"the scrabble tournament is held in the crazy horse saloon, which is decorated in an english version of a western theme. the men's bathroom is marked BRAVES. I buy my 1st irish whiskey of the morning at the young dudes bad and look around the room, which is packed with 100 little card tables, each of which is equipped with 2, 3, or 4 spindly folding chairs with seats made of hospital-green plastic. some damaged person has assembled tiny darly little silver pie tins, with diameters equaling no more than 3 inches, each containing a wizened fruit pie, into perfect geometric stacks on dozens of tables where there aren't any people.
"...I secretly hate scrabble, for the simple reason that anyone hates scrabble, which is that I am bad at it, and because words aren't a game. a single word can destroy a person's soul, his faith in humanity, and other serious assets. no one who understands the exigencies inherent in language wants to waste words on a scrabble board.

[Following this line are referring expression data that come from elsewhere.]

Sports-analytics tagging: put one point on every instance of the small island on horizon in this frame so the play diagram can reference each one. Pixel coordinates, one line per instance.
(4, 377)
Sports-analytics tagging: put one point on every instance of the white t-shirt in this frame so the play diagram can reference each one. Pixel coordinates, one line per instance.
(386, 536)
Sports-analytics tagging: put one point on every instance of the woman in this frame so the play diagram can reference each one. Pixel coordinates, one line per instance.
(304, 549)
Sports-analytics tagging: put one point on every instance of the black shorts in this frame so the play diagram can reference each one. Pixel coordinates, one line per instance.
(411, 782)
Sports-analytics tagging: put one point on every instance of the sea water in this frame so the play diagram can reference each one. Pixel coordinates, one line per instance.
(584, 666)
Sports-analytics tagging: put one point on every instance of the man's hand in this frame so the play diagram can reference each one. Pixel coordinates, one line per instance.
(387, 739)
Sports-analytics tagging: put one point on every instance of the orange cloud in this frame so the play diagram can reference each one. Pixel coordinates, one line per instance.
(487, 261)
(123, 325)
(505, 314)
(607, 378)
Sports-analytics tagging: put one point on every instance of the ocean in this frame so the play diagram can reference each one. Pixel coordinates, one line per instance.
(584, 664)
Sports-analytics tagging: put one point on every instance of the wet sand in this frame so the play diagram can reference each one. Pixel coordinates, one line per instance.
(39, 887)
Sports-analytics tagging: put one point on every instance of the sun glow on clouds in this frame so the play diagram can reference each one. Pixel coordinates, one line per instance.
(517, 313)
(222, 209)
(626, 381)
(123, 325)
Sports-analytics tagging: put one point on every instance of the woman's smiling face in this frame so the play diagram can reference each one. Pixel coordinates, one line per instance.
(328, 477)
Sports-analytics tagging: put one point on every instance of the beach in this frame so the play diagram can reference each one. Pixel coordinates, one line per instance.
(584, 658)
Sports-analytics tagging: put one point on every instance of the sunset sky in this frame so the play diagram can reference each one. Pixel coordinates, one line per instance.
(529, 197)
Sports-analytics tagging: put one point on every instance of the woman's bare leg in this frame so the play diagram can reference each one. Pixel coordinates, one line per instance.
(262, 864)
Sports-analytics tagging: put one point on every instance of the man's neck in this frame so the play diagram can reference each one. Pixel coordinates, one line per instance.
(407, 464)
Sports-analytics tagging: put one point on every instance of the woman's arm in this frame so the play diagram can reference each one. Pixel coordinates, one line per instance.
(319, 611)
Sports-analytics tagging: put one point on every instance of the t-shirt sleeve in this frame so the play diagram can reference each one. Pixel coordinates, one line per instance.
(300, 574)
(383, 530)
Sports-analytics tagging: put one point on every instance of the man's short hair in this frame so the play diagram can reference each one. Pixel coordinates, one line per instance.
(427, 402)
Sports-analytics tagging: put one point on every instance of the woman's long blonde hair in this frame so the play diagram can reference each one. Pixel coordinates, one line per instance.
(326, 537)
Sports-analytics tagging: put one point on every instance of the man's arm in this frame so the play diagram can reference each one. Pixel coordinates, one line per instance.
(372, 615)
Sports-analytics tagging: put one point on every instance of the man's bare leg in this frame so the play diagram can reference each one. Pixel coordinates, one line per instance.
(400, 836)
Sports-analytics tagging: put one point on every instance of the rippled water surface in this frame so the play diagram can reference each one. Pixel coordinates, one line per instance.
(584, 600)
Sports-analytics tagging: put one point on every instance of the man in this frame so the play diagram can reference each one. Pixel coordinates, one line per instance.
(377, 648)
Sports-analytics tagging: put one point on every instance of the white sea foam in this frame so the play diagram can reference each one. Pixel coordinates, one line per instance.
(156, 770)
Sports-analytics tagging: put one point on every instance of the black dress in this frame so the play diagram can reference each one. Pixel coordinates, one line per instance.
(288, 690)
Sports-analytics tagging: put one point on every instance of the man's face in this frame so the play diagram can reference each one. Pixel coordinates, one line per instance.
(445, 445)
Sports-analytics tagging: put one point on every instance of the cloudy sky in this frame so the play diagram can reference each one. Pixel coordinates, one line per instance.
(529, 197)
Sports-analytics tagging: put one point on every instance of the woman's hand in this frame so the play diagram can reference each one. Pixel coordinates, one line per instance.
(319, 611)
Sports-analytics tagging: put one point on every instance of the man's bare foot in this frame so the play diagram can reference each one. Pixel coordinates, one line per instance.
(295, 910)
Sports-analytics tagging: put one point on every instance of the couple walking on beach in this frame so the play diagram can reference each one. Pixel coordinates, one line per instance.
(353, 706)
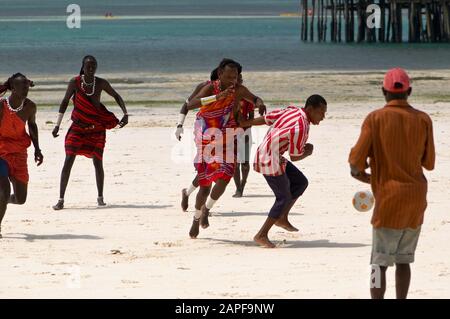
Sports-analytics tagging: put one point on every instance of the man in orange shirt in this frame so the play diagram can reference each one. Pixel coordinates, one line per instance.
(398, 141)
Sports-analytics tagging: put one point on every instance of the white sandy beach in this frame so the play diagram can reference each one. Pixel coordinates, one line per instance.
(138, 246)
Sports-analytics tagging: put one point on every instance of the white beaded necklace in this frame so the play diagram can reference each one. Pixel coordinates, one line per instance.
(13, 109)
(83, 84)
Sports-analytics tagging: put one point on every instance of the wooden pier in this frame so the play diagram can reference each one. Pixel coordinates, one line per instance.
(346, 21)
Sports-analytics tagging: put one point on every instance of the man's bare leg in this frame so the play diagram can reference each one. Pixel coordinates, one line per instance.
(65, 174)
(237, 181)
(186, 192)
(5, 191)
(245, 167)
(262, 237)
(283, 221)
(202, 196)
(217, 191)
(100, 179)
(378, 293)
(402, 280)
(20, 192)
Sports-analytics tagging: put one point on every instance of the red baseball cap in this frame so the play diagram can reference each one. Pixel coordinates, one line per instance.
(396, 81)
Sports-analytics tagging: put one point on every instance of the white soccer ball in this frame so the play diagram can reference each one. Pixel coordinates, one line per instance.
(363, 201)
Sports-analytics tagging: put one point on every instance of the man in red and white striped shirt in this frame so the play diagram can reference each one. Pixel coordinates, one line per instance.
(288, 132)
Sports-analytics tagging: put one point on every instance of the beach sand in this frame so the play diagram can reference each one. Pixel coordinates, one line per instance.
(138, 246)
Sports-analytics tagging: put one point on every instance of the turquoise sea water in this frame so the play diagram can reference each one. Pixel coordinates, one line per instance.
(184, 36)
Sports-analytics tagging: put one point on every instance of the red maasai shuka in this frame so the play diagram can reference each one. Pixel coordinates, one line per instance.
(87, 134)
(14, 142)
(218, 115)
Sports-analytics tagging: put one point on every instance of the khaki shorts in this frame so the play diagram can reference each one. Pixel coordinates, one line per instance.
(394, 246)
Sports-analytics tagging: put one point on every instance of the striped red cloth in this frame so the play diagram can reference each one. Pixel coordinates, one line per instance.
(87, 134)
(289, 131)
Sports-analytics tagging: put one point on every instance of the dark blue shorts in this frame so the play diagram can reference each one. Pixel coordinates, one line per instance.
(286, 188)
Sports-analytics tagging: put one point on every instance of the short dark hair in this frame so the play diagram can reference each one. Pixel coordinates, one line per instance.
(397, 96)
(315, 100)
(230, 63)
(214, 74)
(9, 83)
(87, 57)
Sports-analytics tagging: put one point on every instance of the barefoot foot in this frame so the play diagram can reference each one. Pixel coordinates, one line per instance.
(286, 225)
(195, 228)
(263, 241)
(59, 205)
(100, 201)
(204, 222)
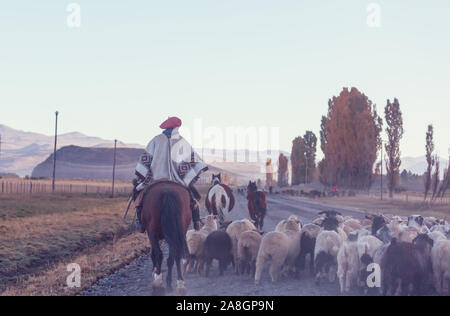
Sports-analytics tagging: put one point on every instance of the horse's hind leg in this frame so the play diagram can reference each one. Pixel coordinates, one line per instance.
(181, 290)
(157, 257)
(170, 262)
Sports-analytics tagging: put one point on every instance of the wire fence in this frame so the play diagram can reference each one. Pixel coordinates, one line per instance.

"...the impact of tile on tile is muffled in a way that seems to suggest something fucked up is happening inside the bag. good letters are being exchanged for bad...I feel like every time I start to love rock and roll again my favorite singer kills himself, or else I run into some...asshole wearing black-rimmed glasses and a t-shirt that reads THIS WAS SUPPOSED TO BE THE FUTURE."

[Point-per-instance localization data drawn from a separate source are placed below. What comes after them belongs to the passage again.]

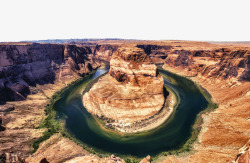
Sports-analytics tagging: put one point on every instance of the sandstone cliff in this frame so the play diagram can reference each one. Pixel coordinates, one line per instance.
(104, 51)
(221, 63)
(24, 65)
(132, 91)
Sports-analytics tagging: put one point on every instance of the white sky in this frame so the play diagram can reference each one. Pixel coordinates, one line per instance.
(210, 20)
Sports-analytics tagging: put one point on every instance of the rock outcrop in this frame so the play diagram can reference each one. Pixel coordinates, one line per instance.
(131, 91)
(158, 53)
(105, 51)
(221, 63)
(24, 65)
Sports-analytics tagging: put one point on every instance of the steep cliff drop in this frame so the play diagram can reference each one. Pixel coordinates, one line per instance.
(132, 91)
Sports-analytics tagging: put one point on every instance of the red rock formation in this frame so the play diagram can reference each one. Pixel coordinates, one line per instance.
(132, 91)
(26, 65)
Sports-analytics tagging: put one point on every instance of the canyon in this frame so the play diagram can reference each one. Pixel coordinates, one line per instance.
(131, 92)
(31, 73)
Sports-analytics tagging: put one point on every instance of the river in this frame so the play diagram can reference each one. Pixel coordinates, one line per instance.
(170, 135)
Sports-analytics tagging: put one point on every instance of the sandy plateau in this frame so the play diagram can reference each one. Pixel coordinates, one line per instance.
(222, 69)
(131, 94)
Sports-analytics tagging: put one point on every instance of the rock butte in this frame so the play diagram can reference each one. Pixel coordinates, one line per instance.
(131, 91)
(222, 69)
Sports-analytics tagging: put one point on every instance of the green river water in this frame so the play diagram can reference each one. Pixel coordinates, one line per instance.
(169, 136)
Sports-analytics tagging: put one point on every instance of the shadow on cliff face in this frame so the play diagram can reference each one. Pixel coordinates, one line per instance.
(22, 66)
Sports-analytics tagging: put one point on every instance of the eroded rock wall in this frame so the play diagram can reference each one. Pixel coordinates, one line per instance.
(26, 65)
(220, 63)
(132, 91)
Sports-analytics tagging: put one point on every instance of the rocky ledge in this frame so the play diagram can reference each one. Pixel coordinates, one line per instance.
(132, 91)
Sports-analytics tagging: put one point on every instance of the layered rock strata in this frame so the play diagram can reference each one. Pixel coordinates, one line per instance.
(131, 91)
(25, 65)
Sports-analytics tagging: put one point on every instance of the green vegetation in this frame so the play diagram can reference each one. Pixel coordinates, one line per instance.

--from "letter from minehead: underacheivers please try harder: indie rock reunites on the english coast" by david samuels in the may 2011 issue of harper's magazine
I love to play scrabble. every night before we go to sleep my wife and I play at least a few hands of a game. we play a variation app on our cellphones called "wordsmith" the 4 nights a week she's staying in a little room in the center of the hub while doing her clinical experience. in our 20+ years of marriage we've owned and played multiple versions of the game, from the original board game to a special travel version to the game she downloaded to her palm pilot some years ago (and that we're likely to replace soon since the palm is dying the slow, merciless death that electronics are heir to) that we've found works best. for me, it's somewhat like an easier version of crossword puzzles cuz I don't have to make connections beyond a single letter and the words I use tax only my vocabulary and not my knowledge.
but I also dig why some people don't like the game. it can be time-consuming (sometimes we play a speeded-up version in which each of us has only 30 seconds to play--I'm especially a timehogger when coming up with words) and it can be annoying and 1 can feel pissy when a particularly well-crafted game suddenly goes titsup at the acquisition of that bastard "q" tile.
still, I don't think there are too many games that have as intrinsic an appeal as scrabble. it's a good icebreaker and a good game to play while drinking beer (hard liquor might kill off too many braincells to make it worthwhile). I've never played it while smoking herb but I can imagine that, like a 2nd summit, it would help 1 loosen up and allow the words to flow more smoothly.